But more than Gandhi’s persona is the failure of the party itself, as well as other parties that did not join hands against the BJP. On the streets of Assam, a peppy folksy song played on loop: Aaru eibaar, Modi Sarkaar. [One more time, Modi’s regime]. It was a translation of the BJP’s campaign song in Hindi.

Congress’ party song? Barely audible through the noise.

In the last five years, stand-up comedy has done a better job of critiquing the government than most of the liberal news media. After Thursday’s election result, one of the most vocal comedians put it best: “History will remember you as a cheerleader for the fascists and will remember us as the unorganised voices fighting it.”

But I should have known better. 

Walking across rural north India last year, I saw how people felt that the BJP had touched their lives. Toilets were missing plumbing, but the BJP had built them. There was no more free supply of liquid petroleum gas, but the BJP had delivered the free gas cylinders. The infrastructure in major cities is collapsing, but the construction for the metro system is visible.

Modi only speaks in the present continuous tense about his programs. “Give him time,” was the rhetoric heard everywhere. But the stories of people lynched were drowned in his bombastic speeches.

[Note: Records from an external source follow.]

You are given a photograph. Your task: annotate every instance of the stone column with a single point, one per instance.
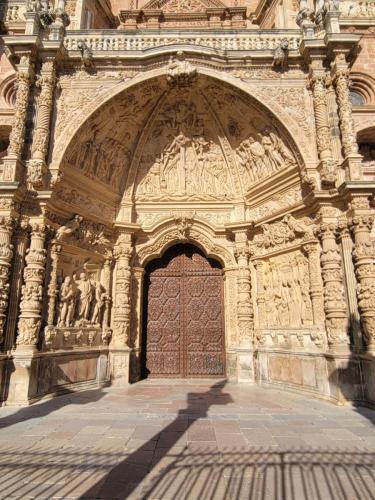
(32, 291)
(36, 167)
(20, 244)
(245, 319)
(364, 261)
(24, 380)
(316, 289)
(6, 254)
(12, 162)
(350, 280)
(107, 283)
(340, 78)
(120, 349)
(334, 299)
(261, 296)
(327, 165)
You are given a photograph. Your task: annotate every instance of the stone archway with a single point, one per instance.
(183, 315)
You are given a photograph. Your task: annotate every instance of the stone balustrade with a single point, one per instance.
(113, 40)
(351, 8)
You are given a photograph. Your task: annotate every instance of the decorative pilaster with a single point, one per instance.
(340, 78)
(364, 261)
(107, 283)
(261, 296)
(53, 287)
(350, 279)
(334, 299)
(6, 254)
(17, 136)
(327, 165)
(20, 245)
(36, 167)
(32, 291)
(244, 305)
(316, 289)
(121, 320)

Modi’s win is a gun pointed at anyone who questions the idea of an India meant only for Hindus. It’s a gun pointed at Muslims for being themselves. It’s a gun pointed at secularist thinkers (four had been killed already). It’s a gun pointed at anyone anxious about the drying rivers and naked forests, as they question companies close to Modi embarking on their projects without environmental clearances.

Not far from where I met the Muslim family that had gathered together to prove their Indian identity—in a process instituted by India’s Supreme Court but exploited by the BJP—is a cluster of villages where 2,000 Muslims were hacked to death, on a single day, in 1983. 

The 600 police complaints were not investigated; the perpetrators of the Nellie massacre continue to live among the survivors. On one side of Nellie’s street are houses soaked with loss and injustice; on the other side are houses cemented with chauvinism. This template of roaming ghosts in India’s forgotten corner is now being replicated across the country.

The morning after, newspapers are awash with photos of smiling faces painted saffron, denoting Hindu fundamentalism. 

At the press conference where Rahul Gandhi conceded defeat, one journalist asked him, “So your love [over hate and communalism] lost in the end?” Gandhi replied, “Love never loses.”

In his victory speech, Modi said, “The jamaat [gathering, among Muslims] of secularists have been silenced…. The niqaab [face covering, among Muslim women] of secularism couldn’t hoodwink the country.”

But the smokescreen is now clear: hatred, lies and propaganda have won. The idea of an India that embraces all, even through their differences, has been lost—at least for the foreseeable future.